According to the Manual, reviewing authorities may either dismiss “the affected charges” or direct “a new trial or rehearing”, “[w]hen further inquiry after trial produces new information which raises an issue concerning mental responsibility at the time of the offense. ” (Emphasis added). In view of this language, the Court of Military Review is not free to decide the issue of mental responsibility — as it may do with respect to mental capacity. Instead, it may only determine whether the “new information” obtained after trial “raises an issue concerning mental responsibility”; and if that issue is raised, then that court must direct either dismissal of the charges or “a new trial or rehearing.”
The DuBay hearing ordered by the Court of Military Review was a suitable means for obtaining and evaluating “new information” about Roberts.2 However, the DuBay hearing was not itself the “rehearing” to which paragraph 124 of the Manual refers. See also para. 816, Manual, supra. A principal reason why the Du-Bay hearing ordered in this ease did not qualify as a “rehearing” under paragraph 124 is that at a “rehearing,” an accused may insist on trial by the members of the *196court-martial, even though originally he had been tried by a military judge alone. This rule, in turn, probably stems from the provision of Article 16 of the Code, 10 U.S.C. § 816, that an accused, “knowing the identity of the military judge and after consultation with defense counsel,” may request trial by judge alone. (Emphasis added.)
Perhaps an exception might be recognized if the DuBay hearing took place before the same judge who tried the case originally without members. In that instance, the accused could not complain that issues were being decided by a judge whose identity was unknown to him when he waived trial by members.

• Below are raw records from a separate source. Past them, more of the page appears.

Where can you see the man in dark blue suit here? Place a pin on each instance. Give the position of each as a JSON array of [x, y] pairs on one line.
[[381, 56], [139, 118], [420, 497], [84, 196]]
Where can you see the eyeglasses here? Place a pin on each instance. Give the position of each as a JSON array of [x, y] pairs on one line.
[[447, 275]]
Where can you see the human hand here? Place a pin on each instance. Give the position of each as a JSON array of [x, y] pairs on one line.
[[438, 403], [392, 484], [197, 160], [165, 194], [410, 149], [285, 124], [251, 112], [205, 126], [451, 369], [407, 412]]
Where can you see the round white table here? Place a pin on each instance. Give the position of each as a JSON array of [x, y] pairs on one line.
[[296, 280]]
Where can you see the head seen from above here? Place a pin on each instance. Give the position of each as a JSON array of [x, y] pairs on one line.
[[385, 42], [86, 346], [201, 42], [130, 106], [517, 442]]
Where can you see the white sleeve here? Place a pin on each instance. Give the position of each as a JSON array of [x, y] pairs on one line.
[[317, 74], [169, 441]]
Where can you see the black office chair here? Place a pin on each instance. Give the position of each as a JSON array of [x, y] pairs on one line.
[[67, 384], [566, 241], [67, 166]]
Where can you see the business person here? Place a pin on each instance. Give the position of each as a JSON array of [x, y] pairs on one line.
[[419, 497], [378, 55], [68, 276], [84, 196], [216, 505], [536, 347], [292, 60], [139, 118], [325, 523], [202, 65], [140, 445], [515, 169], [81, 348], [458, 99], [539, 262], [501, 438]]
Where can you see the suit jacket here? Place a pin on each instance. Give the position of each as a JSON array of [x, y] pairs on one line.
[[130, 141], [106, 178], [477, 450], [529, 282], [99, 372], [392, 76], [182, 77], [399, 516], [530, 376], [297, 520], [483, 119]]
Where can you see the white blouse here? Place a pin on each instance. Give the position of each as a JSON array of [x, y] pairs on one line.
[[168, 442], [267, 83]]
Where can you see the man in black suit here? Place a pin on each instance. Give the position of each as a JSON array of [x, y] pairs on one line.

Moreover, the DuBay hearing could in that event be analogized to a post-trial hearing before the judge who conducted the trial. Cf. United States v. Brickey, 16 M.J. 258 (C.M.A. 1983). However, at this time I shall not pursue further the existence of such an exception, because here the DuBay hearing did not take place before the judge who originally tried the case. Instead, I join in remanding the case to the Court of Military Review for determination whether, in light of all the information before it, an issue of mental responsibility at the time of the offense has been raised. See also United States v. Triplett, supra.
. United States v. DuBay, 17 U.S.C.M.A. 147, 37 C.M.R. 411 (1967).
. Perhaps the judge who conducted the DuBay hearing could have rendered an even greater service to the Court of Military Review by making a finding as to whether the issue of mental responsibility at the time of the offense was "raised.”